Saturday, August 14, 2010

Programmers wanted

Just thought I'd let the couple people that actual look at this blog know I am looking for programmers to help with Yapeal's development. If you're interested contact me via owner info on project.

Sunday, April 11, 2010

Yapeal, memory, and XML part 3

Hi all sorry it took so long before getting to this post but while writing the last one I got some ideas and decided to try them out in Yapeal.

Ok Let's do a summary from the other posts here. First there's several ways to work with XML in PHP. Some work with the whole document at a time like DOM, SimpleXML, and most versions of XSL. Others work with small pieces like SAX and XMLReader.
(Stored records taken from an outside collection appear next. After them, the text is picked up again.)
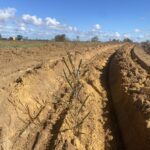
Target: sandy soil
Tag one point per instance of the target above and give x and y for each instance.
(99, 104)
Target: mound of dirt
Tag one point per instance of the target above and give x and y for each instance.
(34, 103)
(130, 89)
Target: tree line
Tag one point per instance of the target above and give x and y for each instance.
(64, 38)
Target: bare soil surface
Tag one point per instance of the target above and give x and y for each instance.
(50, 100)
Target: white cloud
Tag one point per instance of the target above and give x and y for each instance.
(22, 26)
(126, 35)
(6, 14)
(117, 34)
(51, 21)
(32, 20)
(96, 27)
(137, 30)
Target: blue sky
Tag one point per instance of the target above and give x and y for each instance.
(86, 18)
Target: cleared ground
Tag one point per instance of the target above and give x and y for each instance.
(52, 103)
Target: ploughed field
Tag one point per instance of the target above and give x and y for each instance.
(74, 96)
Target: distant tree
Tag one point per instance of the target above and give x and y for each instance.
(95, 39)
(19, 37)
(127, 40)
(78, 38)
(61, 38)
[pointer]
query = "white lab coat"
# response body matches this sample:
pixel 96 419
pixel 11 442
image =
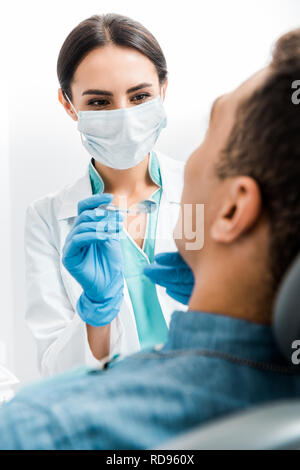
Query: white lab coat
pixel 52 293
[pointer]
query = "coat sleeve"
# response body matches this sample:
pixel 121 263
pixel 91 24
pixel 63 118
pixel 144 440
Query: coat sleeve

Next we know some APIs like Account Balance are small, some are large but limited like Wallet Journal, and others can become very large and aren't limited like Asset List. We also know that as Yapeal now stands it's doing a lot of converting and copying and duplicating of the XML which multiples the memory used. When Yapeal was first started it mostly did the small, or large limited APIs so memory never become much of a problem and SimpleXML made it just that, simple. Since then Yapeal has gone through a lot of changes but largely the logic used to process the XML hasn't changed even after adding some of the largest unlimited APIs. PHP has also gone through some changes in PHP 5.3 and it's now showing the memory use for some extensions that was hidden in prior versions. Putting all those things together with my ability to only test it with a small number of accounts at a time (< 5 and often only a couple) it's not to surprising that when we did some testing with a few hundred accounts there were a few issues. The biggest one was it used around 128MB of memory and there were few other issues with the ordering of the APIs  which let earlier APIs keep later ones from having a chance to get their data. I'm not going to get into the ordering problems here but I do plan on covering that in a future blog.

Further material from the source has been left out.